Table 3. CMS (%) of different methods
Fig. 5.
figure 5

CMS (%) with respect to rank for different methods

4.4 Comparison with Other Methods

We also compared our method with three state-of-the-art methods [13, 16, 17], and the results are illustrated in Fig. 5 and Table 3. From Fig. 5 and Table 3, we can see that the proposed methods (NC5m and NC5m + PCA) reached much higher CMSs than other methods. Among [13, 16, 17], only [16] has been evaluated on a large-scale dataset, and none of them has been evaluated on images captured by commercial shoeprint scanners. Therefore, this experiment also showed that the proposed method is applicable to the databases collected by commercial shoeprint scanners.

5 Conclusion

In this paper, we have proposed a suspect’s shoeprint retrieval method using neural codes. The proposed method used neural codes to extract shoeprint features. By using rotation compensation, shoeprint image partition, region-based similarity calculation, and weighted sum of similarities, the proposed method is simple but performs well on shoeprint images captured by commercial shoeprint scanners.

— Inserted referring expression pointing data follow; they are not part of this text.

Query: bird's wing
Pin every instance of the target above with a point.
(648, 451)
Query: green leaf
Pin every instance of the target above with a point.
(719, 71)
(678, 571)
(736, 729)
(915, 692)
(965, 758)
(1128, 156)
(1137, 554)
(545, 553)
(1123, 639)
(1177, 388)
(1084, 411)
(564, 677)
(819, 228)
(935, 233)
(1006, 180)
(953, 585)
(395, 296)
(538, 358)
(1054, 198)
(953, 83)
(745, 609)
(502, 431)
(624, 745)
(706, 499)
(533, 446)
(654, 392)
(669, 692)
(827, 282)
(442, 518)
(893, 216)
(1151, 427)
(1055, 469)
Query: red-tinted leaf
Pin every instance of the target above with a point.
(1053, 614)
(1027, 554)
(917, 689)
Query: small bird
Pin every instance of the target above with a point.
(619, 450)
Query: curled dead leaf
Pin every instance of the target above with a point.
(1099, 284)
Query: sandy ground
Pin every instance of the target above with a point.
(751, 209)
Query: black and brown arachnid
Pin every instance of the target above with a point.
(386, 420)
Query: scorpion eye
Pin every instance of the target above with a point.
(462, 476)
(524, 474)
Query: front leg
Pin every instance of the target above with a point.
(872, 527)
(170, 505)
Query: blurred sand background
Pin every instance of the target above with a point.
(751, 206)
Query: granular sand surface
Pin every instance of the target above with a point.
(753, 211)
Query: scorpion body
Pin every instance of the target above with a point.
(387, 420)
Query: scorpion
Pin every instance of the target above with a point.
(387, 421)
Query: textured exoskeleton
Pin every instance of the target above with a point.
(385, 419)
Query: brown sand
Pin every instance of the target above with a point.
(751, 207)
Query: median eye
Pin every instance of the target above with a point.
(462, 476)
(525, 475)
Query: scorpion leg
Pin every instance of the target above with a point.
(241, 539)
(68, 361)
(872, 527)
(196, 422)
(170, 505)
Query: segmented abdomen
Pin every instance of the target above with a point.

As far as we know, this is the first study using the shoeprint database collected commercial scanners. Performance of the proposed method has been evaluated on a database containing 37,886 shoeprint images, and the proposed method performed much better than other state-of-the-art methods. We also showed that by using PCA dimension reduction method, performance can be improved while using a short neural code. Since we used pre-trained CNN model to extract neural codes, training a CNN model using shoeprint images and expanding its application to real crime scene shoeprint images will be the future scopes of this work.